Les dirigeables de la société AirCondor sont divisés en 3 classes :
les vols intra-contrée qui partent de l'île capitale et qui relie les
principales îles de la contrée, les vols inter-contrée qui relient les îles
capitales des différentes contrées et enfin les vols mandatés, plus chers,
mais qui, réservés à l'avance, permettent de se déplacer d'un endroit à
un autre sans tenir compte des frontières.
C'est dans un dirigeable AirCondor intra-contrée, sur la ligne n°3
que Skad et Nessam tentent de rallier l'île la plus proche d'Estaris,
capitale de Centralie.
Sa capuche vissée sur son crâne, Skad essayait de se reposer, affalé
sur un des bancs du dirigeable, il ne cessait de répéter en boucle dans
sa tête ce qui lui était arrivé plus tôt. Il était certain d'avoir été bousculé
par un homme, mais qui ? Et qu'avait-il dit à Nessam pour qu'il devienne
aussi pale, lui qui est de nature si calme et toujours sur de lui. Ce qui le
mettait hors de lui, c'est qu'il n'avait rien vu venir, il n'avait rien pu faire,
il n'a même pas pu réagir. Dans ses pensées, il se mit à sentir une odeur
nauséabonde qui lui paraissait de plus en plus réel, il se redressa, jeta
un coup d'œil derrière son dos, un sans-abri urinait contre un mur du
dirigeable et son liquide jaunâtre se déversait dans la salle. Il savait que
ces aéronefs automatisés étaient souvent mal fréquentés et donnaient
lieu régulièrement à des scènes d'affrontement et de violence gratuite
mais là c'en était trop pour Skad, énervé, frustré, il allait agir, il ne
pouvait laisser passer un aussi gros manque de respect. Il serra le poing.
- SKAD ! Calme-toi.
Ces mots avaient été prononcés par Nessam, assis à l'avant du
dirigeable, à 3 ou 4 bancs de la scène. Il semblait griffonner sur un vieux
pense bête comme il le faisait dès que la situation le lui permettait, dès
que le temps s'échappait doucement lui laissant seulement la possibilité
d'immortaliser quelques-unes de ses pensées.

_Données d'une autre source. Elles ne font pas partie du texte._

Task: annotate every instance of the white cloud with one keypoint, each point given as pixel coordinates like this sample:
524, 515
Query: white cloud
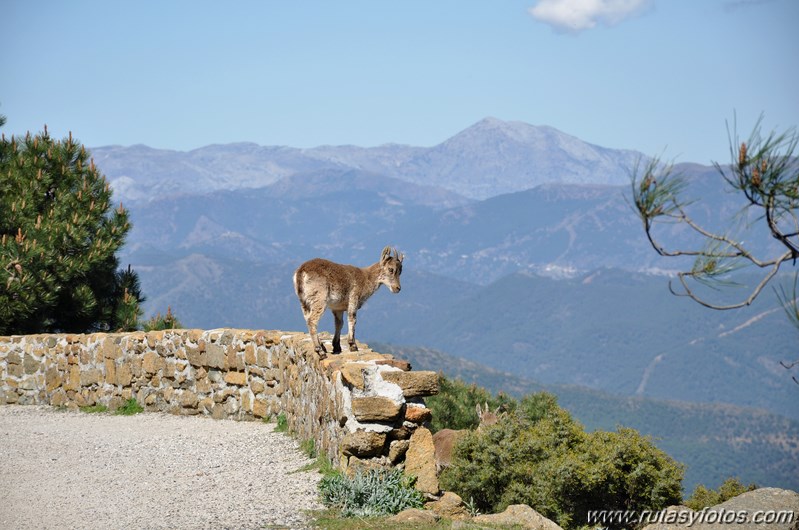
579, 15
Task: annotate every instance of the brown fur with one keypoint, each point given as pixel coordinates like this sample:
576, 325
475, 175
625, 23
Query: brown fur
320, 284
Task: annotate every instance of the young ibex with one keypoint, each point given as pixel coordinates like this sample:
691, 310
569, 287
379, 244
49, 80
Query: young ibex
445, 439
320, 283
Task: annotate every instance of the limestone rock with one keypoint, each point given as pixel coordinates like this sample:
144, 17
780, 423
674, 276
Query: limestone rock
236, 378
450, 505
397, 450
405, 366
363, 443
375, 408
414, 516
413, 384
417, 414
420, 461
518, 516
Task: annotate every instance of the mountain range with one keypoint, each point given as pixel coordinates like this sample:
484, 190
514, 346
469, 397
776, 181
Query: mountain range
522, 253
490, 158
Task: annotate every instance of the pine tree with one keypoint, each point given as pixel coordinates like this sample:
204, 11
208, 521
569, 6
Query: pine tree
58, 239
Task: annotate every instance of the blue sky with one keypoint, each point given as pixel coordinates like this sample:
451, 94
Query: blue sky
659, 76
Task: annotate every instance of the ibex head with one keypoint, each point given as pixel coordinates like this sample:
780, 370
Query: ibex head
390, 269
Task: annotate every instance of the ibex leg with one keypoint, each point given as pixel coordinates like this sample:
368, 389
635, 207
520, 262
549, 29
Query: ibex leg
312, 317
351, 330
339, 317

- Calme toi ! Reprit-il. Réfléchis, réfléchis mieux Skad. Tu allais
t'énerver ? Tu allais l'attaquer, le rouer de coups ? Et après ? Le tuer ?
J'espère au moins que tu t'en serais voulu mon garçon. Mais à quoi bon
? Réfléchis encore Skad ! Et ose, ose, le temps d'un instant, te mettre à
sa place. Alors maintenant, questionne-toi ! Qui je suis ? Pourquoi je
suis ivre un soir dans un dirigeable de banlieue ? Pourquoi je détruis
mon amour propre en urinant sur le mur d'un dirigeable de banlieue ?

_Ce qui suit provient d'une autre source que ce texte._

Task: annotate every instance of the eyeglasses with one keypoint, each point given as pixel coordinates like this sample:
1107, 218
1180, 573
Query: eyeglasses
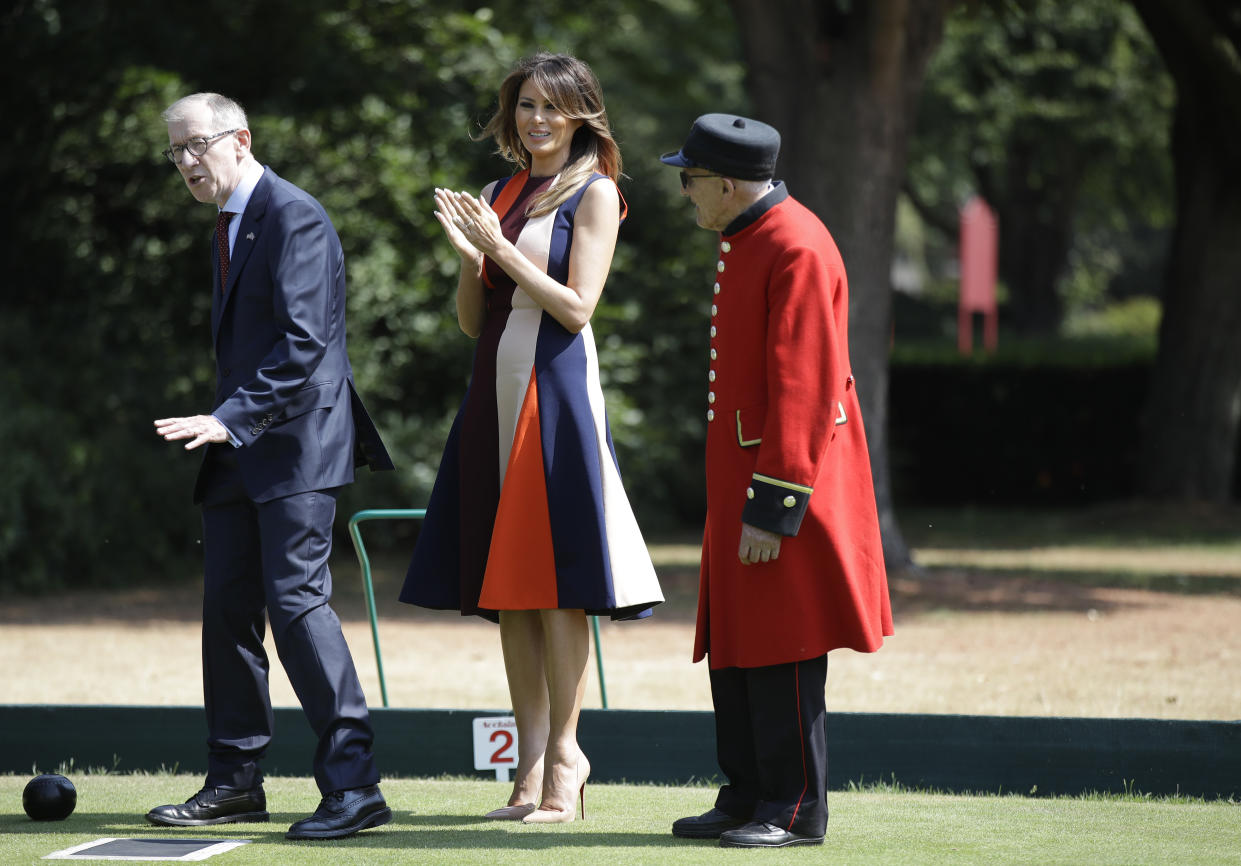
195, 145
689, 179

Je sais les questions sont simplement tournées Skad, mais les réponses,
elles, mêmes si elles peuvent te paraître connues d'avance sont bien
plus complexes car sinon cet homme ne serait pas là, ce soir.
Maintenant je veux que tu viennes t'assoir à côté de moi, on sort au
prochain arrêt.
Nessam avait ressenti l'aura violente de Skad. De dos et éloigné, il
avait quand même réussi à empêcher l'adolescent de faire une bêtise
qu'il aurait regretté. D'un pas nonchalant, le garçon rejoint, la tête
baissée, son ami à l'avant.
La voix automatique du dirigeable annonça l'arrivée imminente à la
prochaine station : "Rien...ou presque, Auberge Le Cochon Songeur".